One committee member urged a measured, careful response to the accident and spill. “We must apply the lessons of past tragedies to this one, so we can make the best and wisest decisions that will instruct us about how to move forward,” US Sen. Mary L. Landrieu (D-La.) said in an Apr. 29 floor speech. “I don't believe we can react in fear. I don't believe that we should retreat.”
She said the US could respond as it did following the Three Mile Island nuclear power plant incident in 1979, when new nuclear power plant plans were scrapped and France took the global technology lead in the next 30 years. The nation also could respond as it did following the Challenger space shuttle’s explosion in 1986 by striving to find and eliminate the accident’s causes while continuing the space program, Landrieu said.

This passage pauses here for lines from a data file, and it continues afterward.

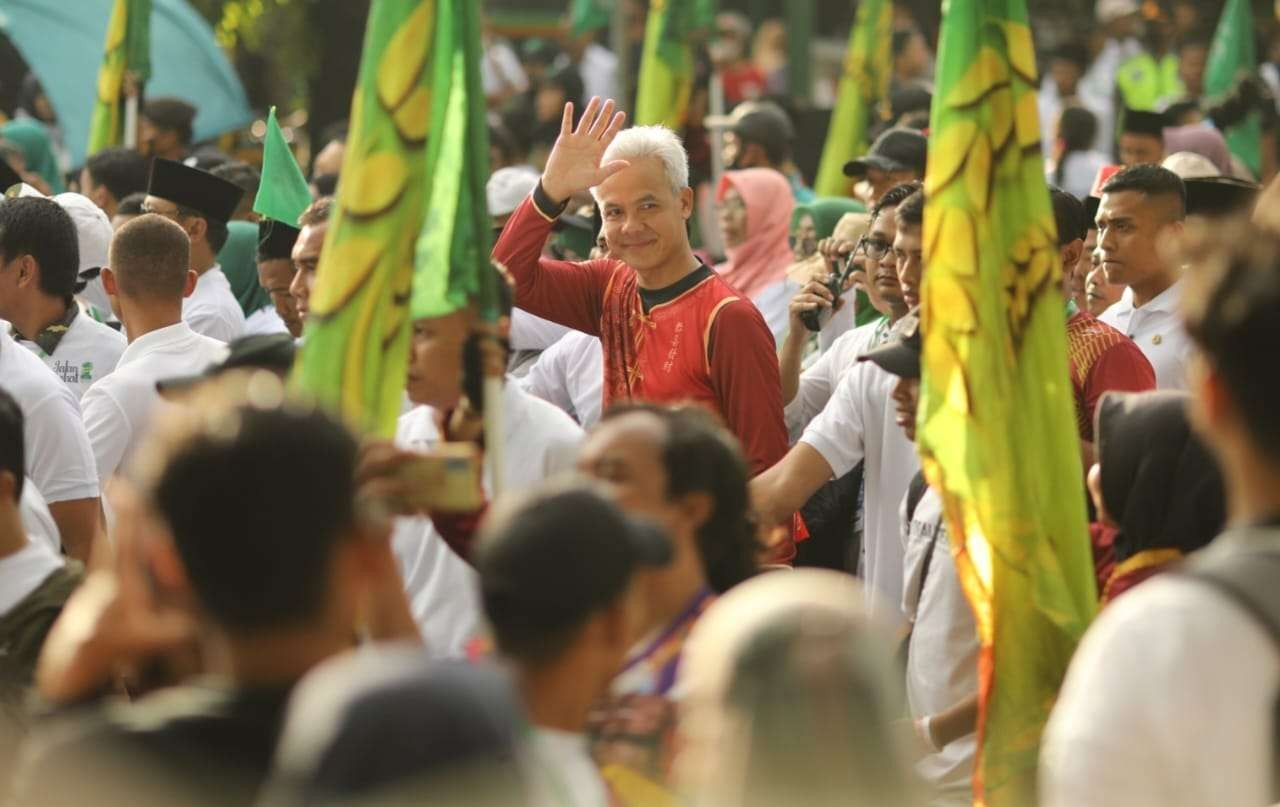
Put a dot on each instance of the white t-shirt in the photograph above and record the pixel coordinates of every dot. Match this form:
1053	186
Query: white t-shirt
211	309
36	520
119	407
23	571
571	375
819	381
773	301
86	352
942	653
561	771
1169	702
443	591
265	320
59	457
858	424
1157	329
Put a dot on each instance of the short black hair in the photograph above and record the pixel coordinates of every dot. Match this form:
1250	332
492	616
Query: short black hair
700	456
13	454
216	482
1150	181
1232	311
132	204
122	171
895	196
1068	215
242	176
172	113
39	227
910	211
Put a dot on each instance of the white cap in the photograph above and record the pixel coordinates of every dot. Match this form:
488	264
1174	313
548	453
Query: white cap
508	186
1191	165
1111	10
92	228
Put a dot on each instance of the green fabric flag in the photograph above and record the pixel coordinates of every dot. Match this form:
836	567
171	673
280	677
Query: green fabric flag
666	77
283	194
357	333
452	258
864	86
996	391
589	16
1232	55
126	50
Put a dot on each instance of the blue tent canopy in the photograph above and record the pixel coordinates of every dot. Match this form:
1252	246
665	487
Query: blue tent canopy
63	44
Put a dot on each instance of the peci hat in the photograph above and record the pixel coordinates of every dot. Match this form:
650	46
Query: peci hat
257	351
275	240
191	187
901	354
552	559
1142	122
896	149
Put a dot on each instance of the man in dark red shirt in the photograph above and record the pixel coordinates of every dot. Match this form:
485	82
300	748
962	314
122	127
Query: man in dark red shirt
672	331
1101	358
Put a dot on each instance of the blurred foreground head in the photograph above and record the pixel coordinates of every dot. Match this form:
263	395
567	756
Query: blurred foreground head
790	696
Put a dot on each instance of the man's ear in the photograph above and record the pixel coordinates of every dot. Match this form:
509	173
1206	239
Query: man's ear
109	282
686	203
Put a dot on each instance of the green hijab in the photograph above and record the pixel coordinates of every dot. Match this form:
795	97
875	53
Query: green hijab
37	149
826	213
238	259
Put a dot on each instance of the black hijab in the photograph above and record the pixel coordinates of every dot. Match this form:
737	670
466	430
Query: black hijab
1159	482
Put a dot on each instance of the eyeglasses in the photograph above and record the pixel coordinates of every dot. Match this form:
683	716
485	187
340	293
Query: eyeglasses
874	249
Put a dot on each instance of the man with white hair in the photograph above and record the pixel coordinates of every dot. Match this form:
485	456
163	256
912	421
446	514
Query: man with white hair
671	328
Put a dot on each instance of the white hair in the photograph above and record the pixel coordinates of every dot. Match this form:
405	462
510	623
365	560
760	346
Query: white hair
650	141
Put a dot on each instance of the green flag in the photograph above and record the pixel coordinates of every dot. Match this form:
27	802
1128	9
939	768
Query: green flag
283	192
356	342
452	259
868	68
996	393
126	50
667	60
589	16
1233	55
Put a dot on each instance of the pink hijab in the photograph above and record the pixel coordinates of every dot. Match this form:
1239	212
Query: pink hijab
764	256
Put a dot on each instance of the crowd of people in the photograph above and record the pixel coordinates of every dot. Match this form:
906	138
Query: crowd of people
708	566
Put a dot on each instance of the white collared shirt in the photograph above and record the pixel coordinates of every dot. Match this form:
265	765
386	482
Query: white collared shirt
859	425
571	375
59	457
443	591
119	407
86	352
211	309
1157	329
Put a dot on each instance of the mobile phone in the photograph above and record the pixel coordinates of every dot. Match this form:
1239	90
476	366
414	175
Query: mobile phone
816	319
446	479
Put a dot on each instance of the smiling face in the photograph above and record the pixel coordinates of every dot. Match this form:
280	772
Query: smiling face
909	254
644	218
732	219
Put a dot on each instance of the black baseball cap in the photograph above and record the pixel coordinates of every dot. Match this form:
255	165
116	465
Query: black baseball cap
896	149
901	354
257	351
551	560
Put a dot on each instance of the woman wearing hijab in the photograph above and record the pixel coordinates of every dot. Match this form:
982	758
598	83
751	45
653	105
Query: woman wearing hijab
755	206
37	149
1155	486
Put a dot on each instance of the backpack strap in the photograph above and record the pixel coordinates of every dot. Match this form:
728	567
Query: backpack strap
1249	577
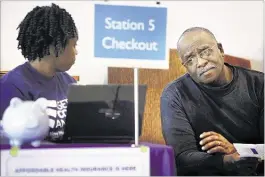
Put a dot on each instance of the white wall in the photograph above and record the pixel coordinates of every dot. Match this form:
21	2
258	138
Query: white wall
237	24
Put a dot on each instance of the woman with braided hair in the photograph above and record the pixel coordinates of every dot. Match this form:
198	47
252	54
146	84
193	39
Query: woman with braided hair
47	38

“No one has ever claimed, including myself, who's an unabashed proponent of the industry, that drilling is risk free. The people of my home state of Louisiana know these risks better than anyone, both to the safety of the rig workers and to the environment itself. But we also know that America needs 20 million bbl of oil a day to keep this economy moving.... So let's be careful in the way we move forward. Let's be measured. Let's be open to hear the facts. Let's hold people accountable for what happened, understand what happened and prevent it from happening again,” she said.
But US Sen. Bill Nelson (D-Fla.), who opposes expanding OCS oil and gas activity, sent a letter on May 3 to Mary Kendall, the US Department of the Interior’s acting inspector general, requesting an investigation of US Minerals Management Service regulations regarding reliable back-up systems for capping underwater wells.
“More specifically, MMS allowed oil rigs not to have audio control devices capable of remotely activating a wellhead's blowout preventer. At least two other major countries that permit offshore drilling require rigs to carry such devices,” Nelson said in his letter. “Also, newly published accounts indicate regulators didn't act on other concerns that oil-drilling safety equipment may not function in a deep-water environment.” He asked that the investigation also examine whether the oil and gas industry exercised undue influence as the regulations were formulated.
Nelson’s letter followed his Apr. 29 announcement that he plans to introduce a bill which would prevent DOI and MMS from proceeding on developing a new 5-year OCS schedule and suspend any new OCS exploration and production activities until the federal investigation of the accident and spill is completed.